Num dos textos fundadores do que são hoje os estudos narrativos, texto publicado em meados dos anos 60 do século passado, Roland Barthes tratou de abrir a análise do relato a campos discursivos e a contextos culturais que, na época, não eram, para isso, considerados. Dizia Barthes: “Há em primeiro lugar uma variedade prodigiosa de géneros, distribuídos entre substâncias diferentes, como se toda a matéria fosse boa para que o homem lhe confiasse as suas narrativas”; e acrescentava: “A narrativa pode ser sustentada pela linguagem articulada, oral ou escrita, pela imagem, fixa ou móvel, pelo gesto ou pela mistura ordenada de todas estas substâncias (…).” (R. Barthes, «Introduction à l’analyse structurale des récits », Communications, 8, p. 1).

A citação é longa (mais longa até do que aquilo que aqui fica), mas basta-me para o que vem ao caso. Barthes mencionava o gesto, mas não a dança; mais à frente, falava na pantomima, a par do drama, do vitral e de outras manifestações aparentemente “narrativizáveis”. O que me leva à questão que agora me interessa: é a dança “narrativizável”? Por outras palavras: um bailado pode contar uma história? Devo dizer que, depois do que foi, nos últimos anos, a chamada viragem narrativista das ciências humanas e, com ela, a valorização do princípio da transnarratividade, tem-se agudizado o debate em torno de questões como aquela e outras que lhe estão associadas. E assim, a pintura, numa tela isolada (isto é, não em políptico), conta histórias? E a música? A música só por si, sublinho, não as palavras (a letra, para nos entendermos) que muitas vezes a acompanham. E a dança?

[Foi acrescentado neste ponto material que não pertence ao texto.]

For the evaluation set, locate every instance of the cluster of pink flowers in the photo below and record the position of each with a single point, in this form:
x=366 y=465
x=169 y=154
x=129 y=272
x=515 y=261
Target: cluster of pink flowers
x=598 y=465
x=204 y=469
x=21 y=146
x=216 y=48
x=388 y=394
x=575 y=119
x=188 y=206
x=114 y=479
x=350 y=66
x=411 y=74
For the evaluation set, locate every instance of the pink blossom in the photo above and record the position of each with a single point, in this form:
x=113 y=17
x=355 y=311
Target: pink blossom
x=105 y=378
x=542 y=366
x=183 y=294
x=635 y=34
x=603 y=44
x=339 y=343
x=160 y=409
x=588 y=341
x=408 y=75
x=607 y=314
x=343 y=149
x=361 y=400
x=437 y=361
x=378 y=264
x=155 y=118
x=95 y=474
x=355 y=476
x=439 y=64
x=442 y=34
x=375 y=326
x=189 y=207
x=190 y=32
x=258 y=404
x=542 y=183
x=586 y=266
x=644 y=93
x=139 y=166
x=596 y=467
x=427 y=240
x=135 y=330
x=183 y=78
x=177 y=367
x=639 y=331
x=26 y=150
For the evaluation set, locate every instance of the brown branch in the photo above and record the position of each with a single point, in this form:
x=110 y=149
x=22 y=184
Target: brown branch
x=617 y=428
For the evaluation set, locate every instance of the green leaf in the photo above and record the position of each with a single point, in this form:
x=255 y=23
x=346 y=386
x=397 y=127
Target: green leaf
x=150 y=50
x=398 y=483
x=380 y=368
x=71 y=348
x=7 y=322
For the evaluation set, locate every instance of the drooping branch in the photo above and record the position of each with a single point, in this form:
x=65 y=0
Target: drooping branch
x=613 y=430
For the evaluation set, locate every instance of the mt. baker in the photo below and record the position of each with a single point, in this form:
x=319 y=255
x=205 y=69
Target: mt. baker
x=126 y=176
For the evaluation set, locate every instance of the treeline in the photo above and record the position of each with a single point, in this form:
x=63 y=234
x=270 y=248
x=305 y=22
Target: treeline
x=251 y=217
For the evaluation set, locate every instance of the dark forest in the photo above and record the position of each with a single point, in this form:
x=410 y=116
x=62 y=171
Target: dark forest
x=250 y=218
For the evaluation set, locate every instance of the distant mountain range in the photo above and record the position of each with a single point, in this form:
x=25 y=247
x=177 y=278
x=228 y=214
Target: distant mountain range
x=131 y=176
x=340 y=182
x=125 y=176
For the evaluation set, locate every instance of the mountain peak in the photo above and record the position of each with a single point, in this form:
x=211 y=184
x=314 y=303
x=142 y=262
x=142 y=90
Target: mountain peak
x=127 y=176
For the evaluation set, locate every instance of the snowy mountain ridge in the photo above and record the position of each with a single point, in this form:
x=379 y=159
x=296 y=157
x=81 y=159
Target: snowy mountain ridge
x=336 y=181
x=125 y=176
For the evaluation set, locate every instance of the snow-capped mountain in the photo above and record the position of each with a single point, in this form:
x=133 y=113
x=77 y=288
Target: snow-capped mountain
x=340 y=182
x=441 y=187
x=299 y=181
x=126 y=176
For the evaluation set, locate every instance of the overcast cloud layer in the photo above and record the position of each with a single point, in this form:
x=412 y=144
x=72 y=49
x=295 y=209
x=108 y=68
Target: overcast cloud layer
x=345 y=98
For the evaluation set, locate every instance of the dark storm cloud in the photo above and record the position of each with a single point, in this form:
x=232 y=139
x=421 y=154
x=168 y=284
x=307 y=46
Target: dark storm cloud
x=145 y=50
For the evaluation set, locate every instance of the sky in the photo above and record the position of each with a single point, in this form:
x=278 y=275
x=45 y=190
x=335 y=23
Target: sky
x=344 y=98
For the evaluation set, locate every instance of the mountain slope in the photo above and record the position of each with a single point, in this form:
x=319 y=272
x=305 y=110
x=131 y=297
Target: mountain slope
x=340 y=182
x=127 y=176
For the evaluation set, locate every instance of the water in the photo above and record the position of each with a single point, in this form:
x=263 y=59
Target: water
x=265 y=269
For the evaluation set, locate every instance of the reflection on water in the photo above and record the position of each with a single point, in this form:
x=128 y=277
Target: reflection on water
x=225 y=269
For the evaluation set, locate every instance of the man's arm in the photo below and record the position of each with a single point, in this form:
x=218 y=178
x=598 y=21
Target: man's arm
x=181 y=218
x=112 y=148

O desafio está relançado, a propósito do centenário do nascimento de José Saramago, que celebraremos de 16 de novembro deste ano a 16 de novembro de 2022. Do programa que está a ser finalizado constam, pelo menos, três produções de dança, nascidas e desenvolvidas a partir de textos de José Saramago: uma adaptação do Ensaio sobre a Cegueira, pela Companhia de Dança Contemporânea de Évora, um espetáculo já estreado e cuja apresentação se prolongará durante o centenário; um bailado intitulado Sinais de Pausa, pela Companhia Paulo Ribeiro, de Viseu, anunciado como criação inspirada no universo literário saramaguiano; uma adaptação de Memorial do Convento, pelo grupo “Dança em Diálogos”, a estrear em junho de 2022.

Já deixei sugerido aquilo que, nos três casos, constitui um repto muito interessante: até que ponto os gestos e os movimentos do corpo, a interação entre os bailarinos e a relação destes com a música e com os demais dispositivos cénicos são capazes de relatar os amores de Baltasar e Blimunda, a construção da passarola ou a deambulação dos cegos num cenário agreste e hostil. Tudo isto aquém da palavra e da sua articulação em discurso narrativo, quer dizer, prescindindo daqueles recursos verbais que nos dizem quem é esta figura, como se chama, a quem ama e a quem odeia, de onde vem e para onde vai, por que razão fez isto e não aquilo. Uma história, em suma, onde podemos ler grandes sentidos que atormentam a condição humana, conforme a ficção de José Saramago magistralmente a modelou. Estando em causa romances conhecidos (Memorial do Convento e Ensaio sobre a Cegueira), o propósito de recontar a história pela coreografia pode ser ajudado, do lado do espectador, pelo conhecimento prévio que a leitura faculta; se, mais difusamente, se trata de um bailado inspirado em grandes sentidos representados na literatura saramaguiana, o relato propriamente dito não é convocado de forma explícita, mas permanece o desafio: fazer das palavras lidas uma substância e uma forma outras, tomando como referencial temático a obra de um grande escritor.

Em suma: pelos riscos e pelas dificuldades que a empresa comporta, dançar Saramago será um dos acontecimentos mais ousados, fecundos e consequentes do centenário que aí vem.